Marisa Bueloni
Todos nós temos um Natal que foi um sonho em nossas vidas. Havia um gosto de Natal dentro do coração, na mangueira do quintal, no amor dos meus tios cujas casas eram no mesmo quarteirão que a nossa, nas árvores das ruas, na lua branca, na harpa de Luis Bourdon tocando no rádio, na janela do meu quarto por onde se viam os pés de frutas do vizinho – lá, onde todo balão caía, toda maçã nascia – , e a dona do quintal nem via. Creio que na nossa tenra meninice, o dia de Natal era o mais esperado de todos os dias. Ah, Natal querido, Natal singelo e simples, do presente prometido pelos pais amados, o coração pulando de alegria pela boneca, pela casinha, pelo brinquedo, o vestido pedido o ano inteiro, com o qual se ia à missa de Natal. Uma sandália encantada, um sapato de Cinderela, uma caixa de lápis de cor, daquelas bem grandes, que amávamos e usávamos até que a última cor se apagasse na folha branca da nossa felicidade. Ali, no terraço sombreado, colorido pelas florzinhas rosas, um grupo de primos da minha idade, vestidos com roupas novas, se reunia para jogar e passávamos horas, debruçados sobre o monte de palitos coloridos, cada um jogando a sua vez, tentando tirar um por um, sem mexer, sem derrubar a formação inicial. Era uma festa que não tinha fim. Nós éramos os donos do tempo e a vida tinha a cor daquelas varetas preciosas.
Ah, Natal do Menino Jesus! Natal dos presépios. Natal dos anjos, dos pastores e das ovelhinhas, dos reis magos montados em seus camelos, seguindo a estrela de Belém. Nós sabíamos que era Natal, por causa do Menino Jesus. Nós só poderíamos entender aquele espírito de fé, porque víamos nossos pais falando com amor do nascimento do Menino. Havia as novenas, os terços, as celebrações que antecediam a festa máxima da cristandade, e minha mãe ficava com os olhos cheios d´água quando dizia: “Estamos entrando na semana do Natal”.
Mas hoje, onde está o Menino Jesus? Se perguntarmos a uma criança o que é o Natal, é provável que nos responda: “É a festa do Papai Noel, é o dia de ganhar presentes”. Nas últimas décadas, notamos que toda a propaganda natalina tem girado em torno do consumo, do materialismo desregrado, sem uma única referência ao verdadeiro sentido desta celebração. O grande Aniversariante é esquecido. Em muitos cartões de mensagens, já não há nenhuma referência ao natalício de Jesus.
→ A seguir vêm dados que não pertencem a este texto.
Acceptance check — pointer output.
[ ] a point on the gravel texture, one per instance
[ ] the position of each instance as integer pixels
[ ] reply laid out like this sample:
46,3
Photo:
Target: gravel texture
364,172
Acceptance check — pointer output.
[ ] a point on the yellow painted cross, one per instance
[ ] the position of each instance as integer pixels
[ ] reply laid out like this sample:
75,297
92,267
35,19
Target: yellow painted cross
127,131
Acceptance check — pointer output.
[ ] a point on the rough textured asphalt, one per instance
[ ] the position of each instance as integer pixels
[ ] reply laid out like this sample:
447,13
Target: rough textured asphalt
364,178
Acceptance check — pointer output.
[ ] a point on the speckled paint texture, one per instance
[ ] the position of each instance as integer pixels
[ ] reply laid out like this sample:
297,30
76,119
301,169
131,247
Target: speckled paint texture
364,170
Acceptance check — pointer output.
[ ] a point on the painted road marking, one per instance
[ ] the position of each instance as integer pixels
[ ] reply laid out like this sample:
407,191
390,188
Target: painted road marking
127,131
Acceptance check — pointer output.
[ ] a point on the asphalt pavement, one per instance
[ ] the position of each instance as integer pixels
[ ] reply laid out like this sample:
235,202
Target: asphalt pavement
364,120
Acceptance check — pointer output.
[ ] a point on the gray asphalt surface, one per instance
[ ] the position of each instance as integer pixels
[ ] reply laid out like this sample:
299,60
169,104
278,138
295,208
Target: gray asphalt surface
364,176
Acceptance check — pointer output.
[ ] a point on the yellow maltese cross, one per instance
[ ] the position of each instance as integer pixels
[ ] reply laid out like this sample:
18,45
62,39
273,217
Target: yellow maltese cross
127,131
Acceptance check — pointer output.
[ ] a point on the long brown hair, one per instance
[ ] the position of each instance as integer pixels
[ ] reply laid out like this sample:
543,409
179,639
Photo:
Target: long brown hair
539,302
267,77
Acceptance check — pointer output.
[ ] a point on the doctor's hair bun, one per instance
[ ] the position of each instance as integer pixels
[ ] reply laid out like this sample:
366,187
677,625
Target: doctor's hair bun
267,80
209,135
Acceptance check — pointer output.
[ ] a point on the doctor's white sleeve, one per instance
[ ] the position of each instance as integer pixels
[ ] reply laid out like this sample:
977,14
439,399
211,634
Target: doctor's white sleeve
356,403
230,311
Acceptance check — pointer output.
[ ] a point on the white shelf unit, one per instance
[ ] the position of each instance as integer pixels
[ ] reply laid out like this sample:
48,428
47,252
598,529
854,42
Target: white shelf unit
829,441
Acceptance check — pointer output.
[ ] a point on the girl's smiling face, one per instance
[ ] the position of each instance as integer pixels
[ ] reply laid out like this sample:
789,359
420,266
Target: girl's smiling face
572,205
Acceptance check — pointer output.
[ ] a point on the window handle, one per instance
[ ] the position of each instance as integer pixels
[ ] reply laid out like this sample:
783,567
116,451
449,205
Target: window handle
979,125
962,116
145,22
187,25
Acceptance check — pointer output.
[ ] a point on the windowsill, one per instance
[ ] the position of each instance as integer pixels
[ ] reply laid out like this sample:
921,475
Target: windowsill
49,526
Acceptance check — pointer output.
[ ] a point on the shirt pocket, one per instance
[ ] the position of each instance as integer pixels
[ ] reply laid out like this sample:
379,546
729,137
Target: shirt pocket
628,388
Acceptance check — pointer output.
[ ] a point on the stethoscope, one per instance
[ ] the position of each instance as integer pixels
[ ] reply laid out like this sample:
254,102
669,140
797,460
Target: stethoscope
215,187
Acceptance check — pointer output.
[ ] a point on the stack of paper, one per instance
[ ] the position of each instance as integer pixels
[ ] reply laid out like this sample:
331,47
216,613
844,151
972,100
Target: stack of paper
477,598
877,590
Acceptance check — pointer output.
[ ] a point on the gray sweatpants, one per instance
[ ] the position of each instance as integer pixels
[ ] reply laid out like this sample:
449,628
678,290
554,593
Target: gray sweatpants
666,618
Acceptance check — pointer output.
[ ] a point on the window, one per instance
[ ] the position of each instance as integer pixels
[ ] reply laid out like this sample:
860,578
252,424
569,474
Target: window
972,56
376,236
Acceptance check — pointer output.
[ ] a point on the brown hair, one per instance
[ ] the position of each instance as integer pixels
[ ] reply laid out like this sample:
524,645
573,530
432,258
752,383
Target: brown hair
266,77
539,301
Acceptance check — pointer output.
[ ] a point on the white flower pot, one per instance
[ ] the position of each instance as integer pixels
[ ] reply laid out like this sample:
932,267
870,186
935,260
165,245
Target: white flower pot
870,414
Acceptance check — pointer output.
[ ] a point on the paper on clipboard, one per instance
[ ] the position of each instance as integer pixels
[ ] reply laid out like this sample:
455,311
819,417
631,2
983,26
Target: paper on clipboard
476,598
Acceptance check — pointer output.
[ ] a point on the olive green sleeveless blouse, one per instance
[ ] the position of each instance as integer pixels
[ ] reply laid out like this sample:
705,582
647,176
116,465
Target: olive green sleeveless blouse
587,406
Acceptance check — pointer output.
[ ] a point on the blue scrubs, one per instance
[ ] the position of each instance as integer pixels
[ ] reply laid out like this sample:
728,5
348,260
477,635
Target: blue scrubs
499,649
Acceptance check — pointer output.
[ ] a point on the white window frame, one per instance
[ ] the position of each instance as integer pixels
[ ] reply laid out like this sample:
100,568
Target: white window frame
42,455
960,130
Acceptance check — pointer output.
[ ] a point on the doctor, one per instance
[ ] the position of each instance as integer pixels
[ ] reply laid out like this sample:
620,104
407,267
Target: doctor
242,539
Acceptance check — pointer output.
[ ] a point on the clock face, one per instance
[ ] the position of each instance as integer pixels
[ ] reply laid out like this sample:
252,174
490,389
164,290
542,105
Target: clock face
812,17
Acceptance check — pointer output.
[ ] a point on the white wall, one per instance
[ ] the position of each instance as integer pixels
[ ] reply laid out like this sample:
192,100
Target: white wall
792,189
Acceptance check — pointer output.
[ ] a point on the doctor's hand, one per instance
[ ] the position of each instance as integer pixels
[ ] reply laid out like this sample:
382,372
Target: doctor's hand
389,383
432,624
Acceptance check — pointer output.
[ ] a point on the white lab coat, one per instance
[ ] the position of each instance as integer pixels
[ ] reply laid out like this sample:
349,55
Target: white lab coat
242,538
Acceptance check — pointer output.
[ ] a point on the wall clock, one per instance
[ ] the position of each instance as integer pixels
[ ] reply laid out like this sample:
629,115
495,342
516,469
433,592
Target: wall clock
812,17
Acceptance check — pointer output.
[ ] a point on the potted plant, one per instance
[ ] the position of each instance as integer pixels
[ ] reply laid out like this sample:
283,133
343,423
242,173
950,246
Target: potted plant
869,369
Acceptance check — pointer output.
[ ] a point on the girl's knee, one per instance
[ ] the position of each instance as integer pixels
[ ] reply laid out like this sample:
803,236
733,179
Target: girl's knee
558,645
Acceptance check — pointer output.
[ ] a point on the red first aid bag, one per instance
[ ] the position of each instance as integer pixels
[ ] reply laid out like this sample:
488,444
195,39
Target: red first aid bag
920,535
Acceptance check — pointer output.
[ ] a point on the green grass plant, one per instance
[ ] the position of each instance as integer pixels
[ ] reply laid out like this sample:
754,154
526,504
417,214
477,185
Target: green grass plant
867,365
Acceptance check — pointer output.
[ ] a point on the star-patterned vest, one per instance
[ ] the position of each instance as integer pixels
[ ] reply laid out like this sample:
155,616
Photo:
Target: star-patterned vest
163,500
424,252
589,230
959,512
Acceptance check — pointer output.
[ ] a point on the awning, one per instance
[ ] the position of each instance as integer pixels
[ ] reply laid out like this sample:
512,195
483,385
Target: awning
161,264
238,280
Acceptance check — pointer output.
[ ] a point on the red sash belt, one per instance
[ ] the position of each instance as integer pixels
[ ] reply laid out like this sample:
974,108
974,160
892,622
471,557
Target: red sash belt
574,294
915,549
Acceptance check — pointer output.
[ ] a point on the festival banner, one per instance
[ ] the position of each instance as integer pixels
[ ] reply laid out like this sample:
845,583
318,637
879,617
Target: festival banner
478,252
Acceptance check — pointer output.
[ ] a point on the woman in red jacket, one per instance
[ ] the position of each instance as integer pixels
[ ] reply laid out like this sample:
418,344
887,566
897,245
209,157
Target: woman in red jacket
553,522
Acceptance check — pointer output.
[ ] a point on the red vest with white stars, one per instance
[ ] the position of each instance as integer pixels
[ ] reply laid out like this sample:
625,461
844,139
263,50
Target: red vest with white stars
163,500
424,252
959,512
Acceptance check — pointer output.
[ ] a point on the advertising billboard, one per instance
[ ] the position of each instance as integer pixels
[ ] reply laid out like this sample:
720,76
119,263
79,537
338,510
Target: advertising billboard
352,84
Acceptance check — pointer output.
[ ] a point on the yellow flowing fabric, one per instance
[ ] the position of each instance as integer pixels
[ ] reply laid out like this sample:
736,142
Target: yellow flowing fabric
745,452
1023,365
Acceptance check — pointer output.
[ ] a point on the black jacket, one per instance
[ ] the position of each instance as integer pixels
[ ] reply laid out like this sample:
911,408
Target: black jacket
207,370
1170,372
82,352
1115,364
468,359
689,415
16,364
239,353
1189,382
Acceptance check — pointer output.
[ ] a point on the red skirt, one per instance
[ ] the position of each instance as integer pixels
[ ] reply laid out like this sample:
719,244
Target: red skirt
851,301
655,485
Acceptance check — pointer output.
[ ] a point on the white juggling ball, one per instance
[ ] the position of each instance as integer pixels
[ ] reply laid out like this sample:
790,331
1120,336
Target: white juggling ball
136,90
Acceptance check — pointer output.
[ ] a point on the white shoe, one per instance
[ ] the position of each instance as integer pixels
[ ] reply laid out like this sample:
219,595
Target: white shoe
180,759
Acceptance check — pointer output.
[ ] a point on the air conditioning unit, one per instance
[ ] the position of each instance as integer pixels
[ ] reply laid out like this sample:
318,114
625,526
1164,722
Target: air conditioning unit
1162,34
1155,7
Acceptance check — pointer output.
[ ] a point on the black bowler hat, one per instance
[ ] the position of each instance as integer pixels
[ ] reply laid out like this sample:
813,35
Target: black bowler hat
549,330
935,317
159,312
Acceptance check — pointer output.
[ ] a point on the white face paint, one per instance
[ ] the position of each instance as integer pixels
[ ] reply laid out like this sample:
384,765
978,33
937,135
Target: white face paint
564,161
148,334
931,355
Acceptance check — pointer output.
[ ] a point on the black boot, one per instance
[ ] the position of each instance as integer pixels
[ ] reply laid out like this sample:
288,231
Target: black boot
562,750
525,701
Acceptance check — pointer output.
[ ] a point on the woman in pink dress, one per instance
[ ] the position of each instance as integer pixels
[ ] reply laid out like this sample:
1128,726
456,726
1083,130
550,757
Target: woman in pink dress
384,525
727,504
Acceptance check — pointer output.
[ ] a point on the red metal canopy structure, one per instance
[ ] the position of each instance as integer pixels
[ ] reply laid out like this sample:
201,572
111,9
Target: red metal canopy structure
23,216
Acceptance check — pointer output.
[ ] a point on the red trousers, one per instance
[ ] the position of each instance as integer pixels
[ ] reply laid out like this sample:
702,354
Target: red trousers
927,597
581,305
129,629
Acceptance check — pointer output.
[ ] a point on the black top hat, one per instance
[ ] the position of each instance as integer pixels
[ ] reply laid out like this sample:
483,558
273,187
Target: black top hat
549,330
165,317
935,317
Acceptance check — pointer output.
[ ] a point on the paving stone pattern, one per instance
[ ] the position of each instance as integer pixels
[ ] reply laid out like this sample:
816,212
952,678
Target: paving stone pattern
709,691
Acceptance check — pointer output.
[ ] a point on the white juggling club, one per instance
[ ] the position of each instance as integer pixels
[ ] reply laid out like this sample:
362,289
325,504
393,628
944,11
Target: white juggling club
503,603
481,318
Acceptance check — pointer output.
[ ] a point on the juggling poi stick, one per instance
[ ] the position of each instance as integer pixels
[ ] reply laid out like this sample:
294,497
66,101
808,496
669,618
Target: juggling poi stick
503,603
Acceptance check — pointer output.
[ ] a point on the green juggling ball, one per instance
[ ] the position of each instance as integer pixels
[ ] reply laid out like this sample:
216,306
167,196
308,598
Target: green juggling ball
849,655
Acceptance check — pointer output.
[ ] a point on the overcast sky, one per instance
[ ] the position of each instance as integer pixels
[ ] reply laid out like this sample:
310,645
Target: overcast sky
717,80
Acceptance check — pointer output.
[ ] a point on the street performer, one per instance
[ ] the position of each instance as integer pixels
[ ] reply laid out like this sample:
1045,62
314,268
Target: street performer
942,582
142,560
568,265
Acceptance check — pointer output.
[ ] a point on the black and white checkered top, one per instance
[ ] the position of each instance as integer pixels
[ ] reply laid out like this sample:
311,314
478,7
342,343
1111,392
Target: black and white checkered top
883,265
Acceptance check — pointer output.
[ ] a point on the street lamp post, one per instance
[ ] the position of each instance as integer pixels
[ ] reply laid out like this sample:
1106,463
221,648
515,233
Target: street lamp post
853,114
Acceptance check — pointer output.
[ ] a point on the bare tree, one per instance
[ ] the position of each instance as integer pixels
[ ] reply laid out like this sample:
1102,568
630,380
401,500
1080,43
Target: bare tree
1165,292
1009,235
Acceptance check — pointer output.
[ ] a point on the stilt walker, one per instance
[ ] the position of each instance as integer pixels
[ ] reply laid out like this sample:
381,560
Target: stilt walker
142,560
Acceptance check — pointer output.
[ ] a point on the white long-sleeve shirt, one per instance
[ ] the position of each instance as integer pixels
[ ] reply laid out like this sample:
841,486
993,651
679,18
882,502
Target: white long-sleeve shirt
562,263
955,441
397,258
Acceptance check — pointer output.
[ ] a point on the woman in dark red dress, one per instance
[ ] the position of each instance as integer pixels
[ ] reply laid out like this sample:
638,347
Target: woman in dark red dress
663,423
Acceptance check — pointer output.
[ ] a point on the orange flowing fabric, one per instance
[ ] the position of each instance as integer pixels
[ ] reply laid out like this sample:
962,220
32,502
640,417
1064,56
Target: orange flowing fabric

Li que na Europa estão abolindo os dizeres de "Feliz Natal", para não constranger os de outras confissões religiosas. Escrevem-se apenas "Boas Festas" ou "Feliz Ano Novo" – nada sobre o Natal, nada sobre Jesus Cristo. Jesus se tornou um nome quase proibido. E assim, sem nenhuma referência ao Menino, a mídia contribui para que a fé católica do povo brasileiro esfrie cada vez mais. As crianças crescem sem o conhecimento do verdadeiro significado do Natal. Em breve, apenas um pequeno resto saberá quem é Jesus e, cada vez mais, o Natal será o dia de Papai Noel, uma festa como outra qualquer, onde se come, se bebe e se presenteia, não se sabe por quê.
Em algum Natal de sonho de nossas vidas, a beleza do presépio ainda está viva na memória do tempo, trazendo amor e paz à nossa alma pequenina. Um Natal de sonho será aquele que guardamos intacto em nosso coração.